SVM is a support-vector machine which is a special linear-model. From a theoretical view it's a convex-optimization problem and we can get the global-optimum in polynomial-time. There are many different optimization-approaches.

In the past people used general Quadratic Programming solvers. Nowadays specialized approaches like SMO and others are used.

sklearn's specialized SVM-optimizers are based on liblinear and libsvm. There are many documents and research papers if you are interested in the algorithms.

Keep in mind, that SVC (libsvm) and LinearSVC (liblinear) make different assumptions in regards to the optimization-problem, which results in different performances on the same task (linear-kernel: LinearSVC much more efficient than SVC in general; but some tasks can't be tackled by LinearSVC).

SGD is an Stochastic Gradient Descent-based (this is a general optimization method!) optimizer which can optimize many different convex-optimization problems (actually: this is more or less the same method used in all those Deep-Learning approaches; so people use it in the non-convex setting too; throwing away theoretical-guarantees).

sklearn says: Stochastic Gradient Descent (SGD) is a simple yet very efficient approach to discriminative learning of linear classifiers under convex loss functions. Now it's actually even more versatile, but here it's enough to note that it subsumes (some) SVMs, logistic-regression and others.

Now SGD-based optimization is very different from QP and others. If one would take QP for example, there are no hyper-parameters to tune. This is a bit simplified, as there can be tuning, but it's not needed to guarantee convergence and performance! (theory of QP-solvers, e.g. Interior-point method is much more robust)
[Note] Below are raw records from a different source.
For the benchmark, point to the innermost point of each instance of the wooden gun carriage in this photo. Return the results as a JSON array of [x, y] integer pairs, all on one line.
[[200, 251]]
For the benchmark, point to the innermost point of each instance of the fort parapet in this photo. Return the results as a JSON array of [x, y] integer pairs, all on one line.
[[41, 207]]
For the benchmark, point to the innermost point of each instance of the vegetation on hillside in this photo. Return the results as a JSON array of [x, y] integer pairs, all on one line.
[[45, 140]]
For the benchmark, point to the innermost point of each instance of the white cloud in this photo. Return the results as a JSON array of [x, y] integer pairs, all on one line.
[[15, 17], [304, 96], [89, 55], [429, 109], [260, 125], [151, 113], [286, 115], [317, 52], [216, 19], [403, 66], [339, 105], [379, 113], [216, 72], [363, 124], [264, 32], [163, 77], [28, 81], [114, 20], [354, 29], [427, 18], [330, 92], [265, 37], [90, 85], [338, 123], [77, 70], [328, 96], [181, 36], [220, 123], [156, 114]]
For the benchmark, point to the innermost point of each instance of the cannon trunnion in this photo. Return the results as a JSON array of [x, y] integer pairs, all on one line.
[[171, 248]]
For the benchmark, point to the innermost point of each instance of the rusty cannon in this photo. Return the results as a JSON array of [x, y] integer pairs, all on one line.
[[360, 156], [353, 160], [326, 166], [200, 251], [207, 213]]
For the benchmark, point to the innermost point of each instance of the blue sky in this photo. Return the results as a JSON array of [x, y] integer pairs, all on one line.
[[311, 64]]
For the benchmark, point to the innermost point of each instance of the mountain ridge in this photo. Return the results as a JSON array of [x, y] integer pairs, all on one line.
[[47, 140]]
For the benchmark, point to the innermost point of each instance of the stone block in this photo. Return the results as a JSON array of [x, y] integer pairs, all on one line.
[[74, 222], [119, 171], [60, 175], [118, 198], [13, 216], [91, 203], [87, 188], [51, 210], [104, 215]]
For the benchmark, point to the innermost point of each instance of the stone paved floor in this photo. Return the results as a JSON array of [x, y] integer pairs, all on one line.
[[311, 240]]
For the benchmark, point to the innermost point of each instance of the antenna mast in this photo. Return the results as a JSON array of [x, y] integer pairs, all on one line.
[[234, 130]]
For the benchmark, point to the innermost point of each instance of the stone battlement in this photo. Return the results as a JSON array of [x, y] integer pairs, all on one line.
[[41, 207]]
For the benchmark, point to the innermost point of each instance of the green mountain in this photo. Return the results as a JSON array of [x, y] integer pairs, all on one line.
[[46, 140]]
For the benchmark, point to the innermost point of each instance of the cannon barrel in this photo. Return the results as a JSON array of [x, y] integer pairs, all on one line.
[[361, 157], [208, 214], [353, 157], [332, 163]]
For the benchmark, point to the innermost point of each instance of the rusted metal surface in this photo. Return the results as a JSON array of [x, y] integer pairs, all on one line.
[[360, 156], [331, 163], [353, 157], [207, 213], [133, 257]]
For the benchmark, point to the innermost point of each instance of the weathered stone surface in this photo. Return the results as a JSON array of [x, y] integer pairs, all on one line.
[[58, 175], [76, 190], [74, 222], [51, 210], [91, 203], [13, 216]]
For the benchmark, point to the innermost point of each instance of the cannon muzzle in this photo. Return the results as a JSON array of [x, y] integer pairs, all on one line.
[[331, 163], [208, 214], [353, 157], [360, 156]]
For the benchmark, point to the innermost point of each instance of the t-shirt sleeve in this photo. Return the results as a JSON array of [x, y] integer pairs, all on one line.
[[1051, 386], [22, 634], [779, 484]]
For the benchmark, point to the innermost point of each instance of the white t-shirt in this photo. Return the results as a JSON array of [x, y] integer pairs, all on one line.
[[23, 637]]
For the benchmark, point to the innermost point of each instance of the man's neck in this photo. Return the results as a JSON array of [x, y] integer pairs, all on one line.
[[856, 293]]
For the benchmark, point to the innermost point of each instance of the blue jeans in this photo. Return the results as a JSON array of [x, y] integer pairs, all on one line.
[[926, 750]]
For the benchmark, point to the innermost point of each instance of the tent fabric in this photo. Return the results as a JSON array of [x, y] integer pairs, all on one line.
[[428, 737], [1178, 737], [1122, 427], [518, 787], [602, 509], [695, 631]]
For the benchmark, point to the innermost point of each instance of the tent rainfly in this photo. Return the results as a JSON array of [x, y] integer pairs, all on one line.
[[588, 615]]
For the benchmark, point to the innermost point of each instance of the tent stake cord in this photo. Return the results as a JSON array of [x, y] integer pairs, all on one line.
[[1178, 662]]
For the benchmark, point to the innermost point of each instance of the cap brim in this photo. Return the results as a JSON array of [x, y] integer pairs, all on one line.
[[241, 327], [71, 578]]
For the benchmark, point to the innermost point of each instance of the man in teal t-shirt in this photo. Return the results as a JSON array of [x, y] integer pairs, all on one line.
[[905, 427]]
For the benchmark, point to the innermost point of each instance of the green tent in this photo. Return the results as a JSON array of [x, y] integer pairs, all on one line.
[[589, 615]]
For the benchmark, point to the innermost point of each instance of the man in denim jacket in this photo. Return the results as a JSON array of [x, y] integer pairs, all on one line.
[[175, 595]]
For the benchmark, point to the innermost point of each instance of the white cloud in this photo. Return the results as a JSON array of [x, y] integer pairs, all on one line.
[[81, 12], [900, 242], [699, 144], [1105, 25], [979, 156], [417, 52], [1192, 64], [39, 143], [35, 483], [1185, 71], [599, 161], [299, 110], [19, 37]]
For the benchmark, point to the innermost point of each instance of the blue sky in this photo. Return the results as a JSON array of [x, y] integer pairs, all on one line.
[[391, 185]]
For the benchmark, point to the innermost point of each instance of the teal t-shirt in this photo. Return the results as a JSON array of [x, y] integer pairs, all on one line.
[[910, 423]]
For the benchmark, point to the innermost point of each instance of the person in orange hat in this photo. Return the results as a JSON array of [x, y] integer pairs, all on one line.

SGD-based optimizers (or general first-order methods) are very very hard to tune! And they need tuning! Learning-rates or learning-schedules in general are parameters to look at as convergence depends on these (theory and practice)!

It's a very complex topic, but some simplified rules:

  • Specialized SVM-methods

    • scale worse with the number of samples
    • do not need hyper-parameter tuning
  • SGD-based methods

    • scale better for huge-data in general
    • need hyper-parameter tuning
    • solve only a subset of the tasks approachable by the the above (no kernel-methods!)

My opinion: use (the easier to use) LinearSVC as long as it's working, given your time-budget!

Just to make it clear: i highly recommend grabbing some dataset (e.g. from within sklearn) and do some comparisons between those candidates. The need for param-tuning is not a theoretical-problem! You will see non-optimal (objective / loss) results in the SGD-case quite easily!

And always remember: Stochastic Gradient Descent is sensitive to feature scaling docs. This is more or less a consequence of first-order methods.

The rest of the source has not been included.